On April 6th 2014, a melancholic Virat Kohli collected his player of the tournament award for the World T20. He had scored 319 runs in the tournament, carrying India with four fifties in six innings and adding a magnificent 77 in the final. It wasn’t enough. Sri Lanka cruised to the target of 131 with two overs to spare, to deny India a second World T20 title.
Fast forward to March 31st 2016 and Kohli’s brilliant 89* in the semi-final could only give India a slightly above-par 192. It wasn’t enough again. India’s star batsman has not had the requisite batting support to take his nation to the trophy in the last two tournaments.
On home soil, entering the 2016 edition with ten wins out of eleven, India looked a safe bet to win the World T20. But throughout the tournament the cracks began to show. They were humbled in their opener against New Zealand. They squeezed past Bangladesh. In their other two group games, Kohli scripted two perfect chases. Against Pakistan, when every other batsman looked all at sea, his 55* guided India to victory in the most heated rivalry in cricket. Then, against Australia, in what was effectively a quarter-final, he accelerated at the perfect time during his 82* to take India to the semis. He called it his best ever T20 innings. Few would argue.
Kohli’s run tally for the tournament was 273, at an average of 136.5 and a strike rate of 146. The rest of the Indian team scored 396 runs, at an average of 15 and a strike rate of 105. It was as if, in every game, Kohli was playing on a different pitch to his team-mates. While he was somehow deflecting yorkers through point for four, his batting partners couldn’t even put away the bad balls.
Any successful side at a world tournament will have batting contributions throughout the side, but it simply wasn’t there for India this March. England have seen Roy, Buttler and Root score fifties. West Indies got a hundred from Gayle, plus fifties from Fletcher, Charles and Simmons. Aside from Kohli’s three fifties, India have mustered a thirty each from Dhoni and Raina.

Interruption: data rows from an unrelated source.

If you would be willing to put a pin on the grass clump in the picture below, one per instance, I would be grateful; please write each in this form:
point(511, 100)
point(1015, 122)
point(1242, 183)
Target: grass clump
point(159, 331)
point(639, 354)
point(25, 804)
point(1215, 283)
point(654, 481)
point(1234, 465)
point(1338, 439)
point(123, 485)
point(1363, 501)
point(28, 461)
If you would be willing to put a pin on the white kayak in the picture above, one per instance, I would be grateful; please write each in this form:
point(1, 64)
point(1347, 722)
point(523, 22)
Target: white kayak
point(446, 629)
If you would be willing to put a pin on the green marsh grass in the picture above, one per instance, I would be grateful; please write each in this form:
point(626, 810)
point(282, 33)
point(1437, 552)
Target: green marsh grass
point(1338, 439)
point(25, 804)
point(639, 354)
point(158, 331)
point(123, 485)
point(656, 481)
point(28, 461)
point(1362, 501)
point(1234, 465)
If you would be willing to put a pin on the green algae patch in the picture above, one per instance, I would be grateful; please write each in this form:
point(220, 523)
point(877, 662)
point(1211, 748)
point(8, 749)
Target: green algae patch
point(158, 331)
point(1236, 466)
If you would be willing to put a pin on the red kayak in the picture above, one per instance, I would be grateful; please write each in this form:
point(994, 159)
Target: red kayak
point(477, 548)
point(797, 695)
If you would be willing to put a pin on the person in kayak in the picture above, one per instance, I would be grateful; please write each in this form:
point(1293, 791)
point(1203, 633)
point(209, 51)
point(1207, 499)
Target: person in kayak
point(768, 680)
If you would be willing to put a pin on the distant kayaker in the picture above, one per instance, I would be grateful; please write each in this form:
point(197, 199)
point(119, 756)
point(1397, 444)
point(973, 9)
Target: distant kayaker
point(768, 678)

All three of those sides have looked flawed. England’s seam attack was poor in their opening two games; West Indies were baffled by Afghanistan’s spinners. But what has made them, and not India, finalists is their ability for other players to compensate.
When Kohli could only score 23 against New Zealand, the rest of the line-up crumbled to 79. When he made 24 against Bangladesh, India posted 146, which would have been chased, had it not been for a calamitous final three balls for the Tigers. He seemed to relish the pressure of the big occasion in a way that other batsman simply could not. It’s probably why he averages over 90 in T20I chases.
Back in the 2014 final, Yuvraj Singh spluttered to 11 off 21 balls, while Kohli at the other end went to 77 off 58. In the 2016 semi, Ajinkya Rahane’s effort was not as disastrous as Yuvraj’s, but his 40 off 35 definitely hindered the team. Meanwhile, Kohli breezed to 89 off 47. It’s not as if these team-mates are bad batsman—they all have solid IPL records, so they should know how to navigate the Indian conditions. In fact, Kohli’s IPL stats are relatively modest compared to his T20I record; he just steps up to the international stage in a way that his contemporaries have not.
Perhaps it’s his intensity that makes Kohli so good in the pressure situations. It was on display all tournament. In the Australia game he didn’t even raise his bat for his fifty, such was the tension of the chase. He looked a man possessed to win the game for this nation. He succeeded that time, but he cannot always bat India to victory alone.
India will be bitterly disappointed not to have made it to the final. The cliché goes that the Indian Premier League has made them T20 specialists, but their only World title came in 2007—before the inaugural IPL. 2016 seemed their best opportunity. They finally had a balanced, in-form team, with a reliable bowling attack. But it was only Kohli who lived up to, and exceeded, the pre-tournament hype.
Unless Root scores 79 in the final, Kohli’s 273 will make him the leading run scorer in the 2016 World T20, as he was in 2014. But just like in 2014, his heroic exploits with the bat have not been enough to win the tournament.